The Bench said that under CRZ III, the facility of storage of non-hazardous materials including edible oil is permitted only at a distance between 200-500 meters and that the storage tanks in question are not works executed by the port.
“We would think that in the facts of this case and on a construction of the statute or the law in question, viz., the 2011 notification, the understanding of the authorities if that be the basis of the contention, cannot overwhelm our understanding of the notification. … The maker of the notification has not even contemplated the activities in question in a ‘port area’. We must here elucidate and observe that if the contention is to be upheld that a storage tank can be permitted outside the port limits, it will introduce chaos”, the Court observed.
The Court further observed that the 2011 Notification cannot receive an interpretation that would leave matters of moment to be afflicted with the vice of uncertainty.
Senior Advocate Ranjit Kumar and Senior Advocate Dhruv Mehta appeared on behalf of the appellants while Senior Advocate Anitha Shenoy and Advocate Archana Pathak Dave represented the respondents.
Facts of the Case –
The appellant was engaged in the business of processing and refining edible oil and imported edible oil. The edible oil was imported through the Chennai Port and in the public auction, it purchased an existing storage facility. On payment of Rs. 50,97,921/-, the Chennai Fishing Harbour Management Committee granted permission to lay the underground pipeline.
The appellant challenged the Order passed by the National Green Tribunal (NGT), Southern Zone. By the impugned Order, the NGT allowed the appeal filed by the respondent and set aside proceedings. By the said proceedings, ex post facto clearance was granted purporting to invoke paragraph-4.3 of the Notification issued in the year 2011 (the 2011 Notification) under the Environment Protection Act, 1986.
The appellant was given clearance for the laying of the pipeline for the transfer of edible oil from the Chennai Port to the storage terminal tank and for the establishment of the storage transit terminal. The NGT found that while the ex post facto clearance could be granted under paragraph-4.3, however, the activity of putting up a storage tank transit terminal, being contrary to the 2011 Notification was illegal.
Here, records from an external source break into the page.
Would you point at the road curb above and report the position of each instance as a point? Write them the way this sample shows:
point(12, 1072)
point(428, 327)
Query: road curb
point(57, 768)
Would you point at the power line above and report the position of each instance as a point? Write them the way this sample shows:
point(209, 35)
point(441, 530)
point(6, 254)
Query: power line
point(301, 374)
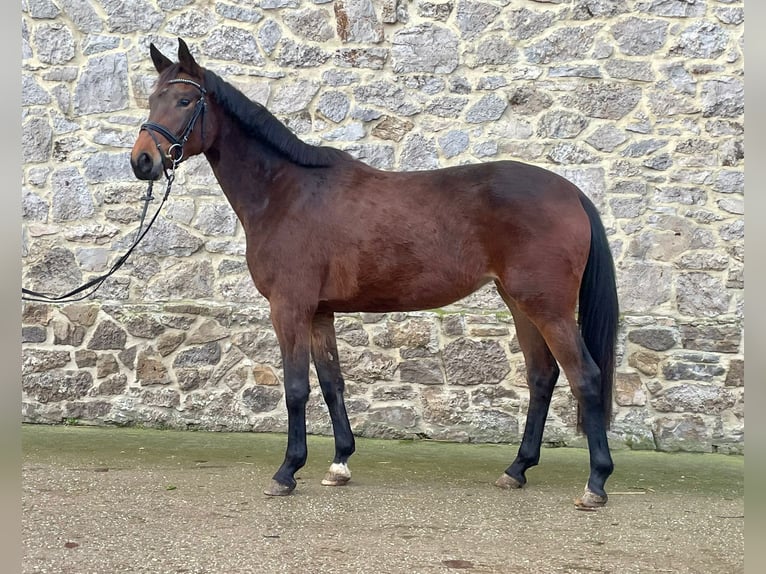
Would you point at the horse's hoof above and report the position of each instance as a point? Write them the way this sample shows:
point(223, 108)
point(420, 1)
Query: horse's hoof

It was found to be illegal in turn, on the ground that the storage terminal was not located ‘in’ the Chennai Port and would have been permissible under the permitted activities of Coastal Regulation Zone II (CRZ II).
The Supreme Court in view of the above facts and circumstances of the case noted, “As far as the pipeline is concerned, no doubt, it is permitted in CRZ I and arguments were addressed before us that even if the storage facility is to be demolished, making use of the edible oil brought through the pipelines, which are, no doubt, located underground, the oil could be collected at the spot from where it is currently located viz., where the pipeline ends and transported therefrom to the factory.”
It was further noted by the Court that in regard to the pipelines, it would be the District Coastal Zonal Management Authority, which could take a decision.
“As regards the pipelines which have been drawn, the appellants may approach the relevant District Coastal Zonal Management Authority within a period of one month from today. The District Coastal Zonal Management Authority will consider any application made in regard to the continued use of the pipeline and take a decision in accordance with law within a further period of six weeks from the date of the receipt of the application”, the Court directed.
The Court also directed that appellants be given a period of six months from to comply with the impugned order of the NGT.
“In view of the request made by the appellants that they may be permitted to continue to use the pipeline along with the storage facility for a period of one year, we would think that the interest of justice do require grant of some time”, the Court said.
The Court granted the appellant in the first appeal a month’s time to pay the compensation ordered, if not already paid.
“As far as the direction to demolish the pipeline, the matter will await the decision to be taken by the District Coastal Zonal Management Authority”, the Court further said.
Accordingly, the Apex Court partly allowed the appeals.
Cause Title- K.T.V. Health Food Pvt. Ltd. v. Union of India and Ors.